Re: [PATCH] tcp: Socket option to set congestion window

Previous thread: [RFC] IFLA_PORT_* iproute2 cmd line by Scott Feldman on Tuesday, May 25, 2010 - 8:19 pm. (4 messages)

Next thread: [PATCH] be2net: increase POST timeout for EEH recovery by Sathya Perla on Wednesday, May 26, 2010 - 12:00 am. (2 messages)
From: Tom Herbert
Date: Tuesday, May 25, 2010 - 10:01 pm

This patch allows an application to set the TCP congestion window
for a connection through a socket option.  The maximum value that
may set is specified in a sysctl value.  When the sysctl is set to
zero, the default value, the socket option is disabled.

The socket option is most useful to set the initial congestion
window for a connection to a larger value than the default in
order to improve latency.  This socket option would typically be
used by an "intelligent" application which might have better knowledge
than the kernel as to what an appropriate initial congestion window is.

One use of this might be with an application which maintains per
client path characteristics.  This could allow setting the congestion
window more precisely than which could be achieved through the
route command.

A second use of this might be to reduce the number of simultaneous
connections that a client might open to the server; for instance
when a web browser opens multiple connections to a server.  With multiple
connections the aggregate congestion window is larger than that of a
single connecton (num_conns * cwnd), this effectively can be used to
circumvent slowstart and improve latency.  With this socket option, a
single connection with a large initial congestion window could be used,
which retains the latency properties of multiple connections but
nicely reducing # of connections (load) on the network.

The systctl to enable and control this feature is

  net.ipv4.tcp_user_cwnd_max

The socket option call would be:

  setsockopt(fd, IPPROTO_TCP, TCP_CWND, &val, sizeof (val))

where val is the congestion window in # MSS.


Signed-off-by: Tom Herbert <therbert@google.com>
---
diff --git a/include/linux/tcp.h b/include/linux/tcp.h
index a778ee0..9e9692f 100644
--- a/include/linux/tcp.h
+++ b/include/linux/tcp.h
@@ -105,6 +105,7 @@ enum {
 #define TCP_COOKIE_TRANSACTIONS	15	/* TCP Cookie Transactions */
 #define TCP_THIN_LINEAR_TIMEOUTS 16      /* Use linear timeouts for thin ...
From: Stephen Hemminger
Date: Tuesday, May 25, 2010 - 10:08 pm

On Tue, 25 May 2010 22:01:13 -0700 (PDT)

The IETF TCP maintainers already think Linux TCP allows unsafe
operation, this will just allow more possible misuse and prove
their argument.  Until/unless this behavior was approved by
a wider set of research, I don't think it should be accepted at
this time.


-- 
--

From: David Miller
Date: Tuesday, May 25, 2010 - 10:52 pm

From: Stephen Hemminger <shemminger@vyatta.com>

Yes, and two other points I'd like to add.

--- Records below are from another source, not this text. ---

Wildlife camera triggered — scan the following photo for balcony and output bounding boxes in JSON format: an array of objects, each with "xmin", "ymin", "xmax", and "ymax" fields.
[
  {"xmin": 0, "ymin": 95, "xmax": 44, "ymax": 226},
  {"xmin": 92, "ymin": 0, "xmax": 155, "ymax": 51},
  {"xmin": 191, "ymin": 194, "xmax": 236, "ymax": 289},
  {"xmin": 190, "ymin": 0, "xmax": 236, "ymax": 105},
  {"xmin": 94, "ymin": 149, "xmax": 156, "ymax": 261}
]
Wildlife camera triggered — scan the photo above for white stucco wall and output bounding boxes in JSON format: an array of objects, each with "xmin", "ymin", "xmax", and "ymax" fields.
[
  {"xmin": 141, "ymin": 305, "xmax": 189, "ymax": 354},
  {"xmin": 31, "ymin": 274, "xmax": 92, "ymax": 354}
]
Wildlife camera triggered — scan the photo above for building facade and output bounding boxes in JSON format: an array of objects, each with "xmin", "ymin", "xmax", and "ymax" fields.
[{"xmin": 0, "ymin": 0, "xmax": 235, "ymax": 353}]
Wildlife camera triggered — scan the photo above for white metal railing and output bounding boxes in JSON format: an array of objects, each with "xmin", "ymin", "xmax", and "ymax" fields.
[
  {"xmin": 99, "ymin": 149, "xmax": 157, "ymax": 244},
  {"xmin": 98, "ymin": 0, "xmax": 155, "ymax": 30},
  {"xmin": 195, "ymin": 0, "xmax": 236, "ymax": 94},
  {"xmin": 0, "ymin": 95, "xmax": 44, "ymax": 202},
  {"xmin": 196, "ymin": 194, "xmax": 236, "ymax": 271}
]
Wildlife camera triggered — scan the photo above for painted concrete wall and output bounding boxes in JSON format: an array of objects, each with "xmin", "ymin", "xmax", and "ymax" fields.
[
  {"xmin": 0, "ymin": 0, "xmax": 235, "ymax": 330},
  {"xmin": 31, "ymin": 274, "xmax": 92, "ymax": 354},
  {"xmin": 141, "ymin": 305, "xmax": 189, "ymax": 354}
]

1) Stop pretending a network path characteristic can be made into
   an application level one, else I'll stop reading your patches.

   You can try to use smoke and mirrors to make your justification by
   saying that an application can circumvent things right now by
   openning up multiple connections.  But guess what?  If that act
   overflows a network queue, we'll pull the CWND back on all of those
   connections while their CWNDs are still small and therefore way
   before things get out of hand.

   Whereas if you set the initial window high, the CWND is wildly out
   of control before we are even started.

   And even after your patch the "abuse" ability is still there.  So
   since your patch doesn't prevent the "abuse", you really don't care
   about CWND abuse.  Instead, you simply want to pimp your feature.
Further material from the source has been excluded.